En la vida de los esposos, el perdón no pone énfasis ante todo en la respuesta generosa y heroica del que habría sufrido injusta o gravemente por culpa del otro. En cuanto comunión de amor de toda la vida, el matrimonio cristiano debería normalmente excluir toda ofensa grave. Esta no debería ser fatal, si bien es preciso admitir que a menudo se encuentra en el origen de las divisiones entre los esposos. El perdón de los esposos debería más bien caracterizar una actitud interior, realista, basándose en la cual el otro es plenamente aceptado con todos sus límites. En ese sentido, la fidelidad que perdona pone al matrimonio cristiano a resguardo del peligro mortal creado a veces por ciertas ofensas: la diferencia, que en las crisis a menudo ha llegado a ser la fuente de las tensiones —después de haber sido inicialmente motor del impulso que condujo a cada uno de los esposos hacia el otro—, continúa, en el ejercicio de la fidelidad, recibiéndose como aquello que caracteriza al ser amado.

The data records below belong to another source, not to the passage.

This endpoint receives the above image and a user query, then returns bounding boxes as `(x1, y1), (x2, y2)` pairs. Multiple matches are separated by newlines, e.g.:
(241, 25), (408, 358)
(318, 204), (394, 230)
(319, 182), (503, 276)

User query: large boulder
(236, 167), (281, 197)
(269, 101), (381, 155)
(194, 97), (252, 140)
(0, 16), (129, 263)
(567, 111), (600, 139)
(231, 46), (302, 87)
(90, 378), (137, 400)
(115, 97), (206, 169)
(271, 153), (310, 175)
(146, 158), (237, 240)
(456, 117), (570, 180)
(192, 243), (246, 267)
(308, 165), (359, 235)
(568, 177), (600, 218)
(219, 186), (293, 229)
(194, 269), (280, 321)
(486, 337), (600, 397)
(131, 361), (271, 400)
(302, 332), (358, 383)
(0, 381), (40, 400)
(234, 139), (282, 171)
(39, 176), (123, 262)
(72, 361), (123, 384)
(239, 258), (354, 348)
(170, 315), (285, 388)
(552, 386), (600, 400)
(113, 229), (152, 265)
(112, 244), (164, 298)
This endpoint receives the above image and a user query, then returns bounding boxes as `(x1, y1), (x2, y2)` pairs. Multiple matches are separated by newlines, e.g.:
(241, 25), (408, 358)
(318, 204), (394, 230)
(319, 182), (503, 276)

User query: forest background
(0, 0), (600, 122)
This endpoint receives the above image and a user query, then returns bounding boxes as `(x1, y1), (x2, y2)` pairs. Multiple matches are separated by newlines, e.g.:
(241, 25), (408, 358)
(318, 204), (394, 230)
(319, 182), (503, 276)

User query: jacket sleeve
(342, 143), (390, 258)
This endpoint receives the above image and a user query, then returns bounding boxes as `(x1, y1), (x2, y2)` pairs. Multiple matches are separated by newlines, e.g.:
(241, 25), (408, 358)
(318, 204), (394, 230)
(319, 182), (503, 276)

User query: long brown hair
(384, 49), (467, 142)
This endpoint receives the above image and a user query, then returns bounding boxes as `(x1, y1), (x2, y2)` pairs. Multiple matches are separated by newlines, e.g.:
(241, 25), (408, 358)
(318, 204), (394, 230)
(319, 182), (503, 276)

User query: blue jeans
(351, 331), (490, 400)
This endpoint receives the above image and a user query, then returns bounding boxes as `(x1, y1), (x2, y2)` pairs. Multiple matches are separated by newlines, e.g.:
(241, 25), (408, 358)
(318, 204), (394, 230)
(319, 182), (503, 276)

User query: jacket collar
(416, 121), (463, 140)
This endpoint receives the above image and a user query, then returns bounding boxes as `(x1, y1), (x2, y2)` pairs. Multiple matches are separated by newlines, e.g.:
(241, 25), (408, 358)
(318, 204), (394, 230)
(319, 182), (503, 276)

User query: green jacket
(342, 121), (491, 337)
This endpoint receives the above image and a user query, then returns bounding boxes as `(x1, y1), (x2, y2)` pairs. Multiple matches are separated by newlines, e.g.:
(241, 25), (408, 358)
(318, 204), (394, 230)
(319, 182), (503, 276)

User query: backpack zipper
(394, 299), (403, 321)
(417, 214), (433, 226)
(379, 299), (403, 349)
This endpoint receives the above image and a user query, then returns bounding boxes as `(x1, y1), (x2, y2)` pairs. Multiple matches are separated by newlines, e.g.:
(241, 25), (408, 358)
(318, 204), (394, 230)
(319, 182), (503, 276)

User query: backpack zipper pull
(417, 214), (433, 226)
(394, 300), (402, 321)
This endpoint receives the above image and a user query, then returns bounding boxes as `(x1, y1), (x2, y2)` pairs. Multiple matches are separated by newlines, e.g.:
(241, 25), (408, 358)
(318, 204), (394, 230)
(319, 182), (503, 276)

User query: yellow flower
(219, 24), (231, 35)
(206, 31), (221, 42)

El perdón produce por último una especie de paternidad: crea nuevamente las condiciones de justicia en el seno de la relación conyugal y da a quien se perdona su propia culpa los medios para vivir en una fidelidad renovada. Quien perdona actúa como un padre, como el Padre que está en los Cielos, Él, que hace brillar su sol sobre buenos y malos. Perdonar es generar en la comunión. Nos preguntamos con frecuencia si existe una obligación de tener que perdonar siempre, y de ser así, sobre qué bases. Humanamente es difícil evocar algo fuera de la coherencia de una acción que apunta a salvaguardar el bien común de la unión. En un plano teológico y espiritual, este bien trasciende a los esposos, por cuanto es también el bien común de la Iglesia: la Iglesia es enriquecida por el sacramento del matrimonio intercambiado entre sus hijos, fieles a la alianza con Cristo. Los esposos cristianos son testimonios de la salvación, y por medio de su amor fiel, evangelizadores. A veces cuesta perdonar; otras, parece estar dramáticamente por encima de las fuerzas humanas.

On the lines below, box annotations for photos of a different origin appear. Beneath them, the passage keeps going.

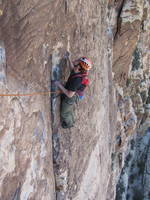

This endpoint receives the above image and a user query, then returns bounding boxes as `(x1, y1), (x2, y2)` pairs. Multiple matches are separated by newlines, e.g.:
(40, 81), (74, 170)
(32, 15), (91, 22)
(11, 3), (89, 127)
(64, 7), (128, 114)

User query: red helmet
(79, 57), (92, 71)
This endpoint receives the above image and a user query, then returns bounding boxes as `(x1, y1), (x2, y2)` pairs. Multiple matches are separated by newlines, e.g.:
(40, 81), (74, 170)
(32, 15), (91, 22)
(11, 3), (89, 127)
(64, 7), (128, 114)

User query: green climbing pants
(60, 95), (78, 128)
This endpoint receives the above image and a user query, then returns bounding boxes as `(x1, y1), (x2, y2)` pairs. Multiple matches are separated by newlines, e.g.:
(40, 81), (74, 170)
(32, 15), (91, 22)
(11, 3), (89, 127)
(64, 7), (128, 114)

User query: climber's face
(74, 64), (80, 73)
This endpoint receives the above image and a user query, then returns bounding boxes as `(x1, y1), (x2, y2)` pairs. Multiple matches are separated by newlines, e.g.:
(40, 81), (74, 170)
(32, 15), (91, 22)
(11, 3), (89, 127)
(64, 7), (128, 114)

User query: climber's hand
(64, 51), (70, 59)
(54, 81), (61, 87)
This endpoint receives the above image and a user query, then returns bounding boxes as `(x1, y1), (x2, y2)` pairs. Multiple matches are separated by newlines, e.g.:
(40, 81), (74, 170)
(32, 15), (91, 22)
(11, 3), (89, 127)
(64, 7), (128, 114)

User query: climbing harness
(70, 73), (89, 100)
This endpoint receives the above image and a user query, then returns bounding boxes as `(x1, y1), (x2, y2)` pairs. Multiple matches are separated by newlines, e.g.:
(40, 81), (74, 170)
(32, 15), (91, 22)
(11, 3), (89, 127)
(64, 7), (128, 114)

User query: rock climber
(55, 53), (92, 128)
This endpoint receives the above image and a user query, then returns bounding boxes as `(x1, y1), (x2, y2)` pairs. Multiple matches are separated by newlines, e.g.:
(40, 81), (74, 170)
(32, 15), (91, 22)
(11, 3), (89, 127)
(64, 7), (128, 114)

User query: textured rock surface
(0, 0), (150, 200)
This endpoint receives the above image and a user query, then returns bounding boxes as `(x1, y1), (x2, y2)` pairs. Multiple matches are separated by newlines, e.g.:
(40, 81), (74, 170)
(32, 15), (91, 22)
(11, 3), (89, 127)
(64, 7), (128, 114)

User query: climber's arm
(55, 81), (75, 98)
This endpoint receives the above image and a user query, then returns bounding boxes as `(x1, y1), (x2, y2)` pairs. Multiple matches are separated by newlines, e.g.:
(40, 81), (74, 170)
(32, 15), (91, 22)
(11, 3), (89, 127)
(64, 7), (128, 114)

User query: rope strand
(0, 90), (60, 97)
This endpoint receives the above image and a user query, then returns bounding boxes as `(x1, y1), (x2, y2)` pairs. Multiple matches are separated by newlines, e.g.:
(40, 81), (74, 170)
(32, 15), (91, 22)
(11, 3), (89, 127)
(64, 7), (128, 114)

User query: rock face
(0, 0), (150, 200)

El amor fiel nunca se cansa de perdonar, ya que jamás deja de alimentarse sacramentalmente en la fuente de gracia de todo perdón.
Notas
1 JUAN PABLO II, Mensaje para la celebración de la XXXV Jornada Mundial de la Paz, No hay paz sin justicia, no hay justicia sin perdón, 1° de enero de 2002, 9.
2 PAPA FRANCISCO, exhortación apostólica post-sinodal Amoris laetitia, 19 de marzo de 2016, 300.
3 JUAN PABLO II, exhortación apostólica Familiaris consortio, 22 de noviembre de 1981, 13.
4 COMISIÓN TEOLÓGICA INTERNACIONAL, La doctrina católica sobre el sacramento del matrimonio (16 tesis cristológicas de P. Martelet), 1977, 7.
5 Familiaris consortio, 13.
6 Amoris laetitia, 62.
7 JUAN PABLO II, Discurso a los miembros del Movimiento Internacional “Foyers des Equipes de Notre-Dame”, 23 de septiembre de 1982, 3.
8 CCC, 1621.
9 G. CAMPANINI, Lealtad y Ternura. La espiritualidad de la familia, ed. Studium, Roma, 2001, pp. 71-84.